= Northeast Siberia Company =

American mining company

The Northeast Siberia Company (NESC) was an American company established in 1902 by a retired Russian colonel named Vonlyarlyarsky, but composed primarily of Chicagoans. The company's chartered purpose was to prospect for gold in the Chukotka region of Russia.

The first problem encountered by the company once it was founded was finding miners willing to work in Chukotka. Because the concession was on imperial land, it could not be divided into claims like in North America. As a result of this, the company could not legally offer any property rights to miners, only salaries. Russian miners were very hard to come by, so the company had to recruit Americans with false promises of lucrative gold stakes with generous terms (half of the gold plus half of the gold-producing land).

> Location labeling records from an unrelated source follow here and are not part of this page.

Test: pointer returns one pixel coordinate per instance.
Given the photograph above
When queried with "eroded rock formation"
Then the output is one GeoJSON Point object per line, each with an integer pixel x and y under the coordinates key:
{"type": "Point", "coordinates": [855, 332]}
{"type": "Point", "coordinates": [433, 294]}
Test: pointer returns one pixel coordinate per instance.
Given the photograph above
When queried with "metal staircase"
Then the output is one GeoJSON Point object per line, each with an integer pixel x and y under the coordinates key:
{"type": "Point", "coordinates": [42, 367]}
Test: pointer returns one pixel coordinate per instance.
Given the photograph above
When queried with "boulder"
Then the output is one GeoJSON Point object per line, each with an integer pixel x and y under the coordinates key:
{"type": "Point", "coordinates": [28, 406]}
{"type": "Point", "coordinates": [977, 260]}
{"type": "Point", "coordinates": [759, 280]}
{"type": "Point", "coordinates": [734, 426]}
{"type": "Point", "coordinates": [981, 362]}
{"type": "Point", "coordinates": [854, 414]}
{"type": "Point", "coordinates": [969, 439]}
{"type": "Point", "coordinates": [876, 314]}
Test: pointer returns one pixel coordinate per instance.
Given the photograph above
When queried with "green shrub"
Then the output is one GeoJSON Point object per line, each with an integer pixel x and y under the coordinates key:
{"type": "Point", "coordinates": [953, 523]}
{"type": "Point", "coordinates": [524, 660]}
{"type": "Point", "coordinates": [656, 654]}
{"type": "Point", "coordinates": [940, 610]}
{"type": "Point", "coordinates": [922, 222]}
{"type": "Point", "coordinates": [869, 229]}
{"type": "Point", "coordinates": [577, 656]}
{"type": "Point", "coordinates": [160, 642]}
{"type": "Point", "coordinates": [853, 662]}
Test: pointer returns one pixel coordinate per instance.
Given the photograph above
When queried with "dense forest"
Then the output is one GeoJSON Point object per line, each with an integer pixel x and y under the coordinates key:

The NESC operated vessels of its own, including the gasoline schooner Barbara Hernster. In 1905, the Barbara Hernster struck a reef and was sunk near Providence Bay while on a journey to recover furs and ivory worth more than a million dollars. Its captain, adventurer Olaf Swenson, became a well-known trader in Anadyr.

In 1906 it was reported that the NESC was forbidden by the Russian government from any activities other than mining, such as fur trading. The company may also have been involved in illegally trading alcohol. Also in 1906, American miners working for the NESC reportedly discovered a steel and leather mail coat, along with a helmet and coins which may have been left by Cossack explorers in the mid-1600s.

In 1909, the company sent out a dispatch that there was a prison riot in Yakutsk resulting in the deaths of at least four guards, and that escaped prisoners were attempting to flee to Alaska. Later that year the Russian government banned foreign investment in Chukotka in an effort to stop the "unscrupulous exploitation" and mistreatment of the Chukchi people by the Americans.

The company's concession in Russia was ended in 1910.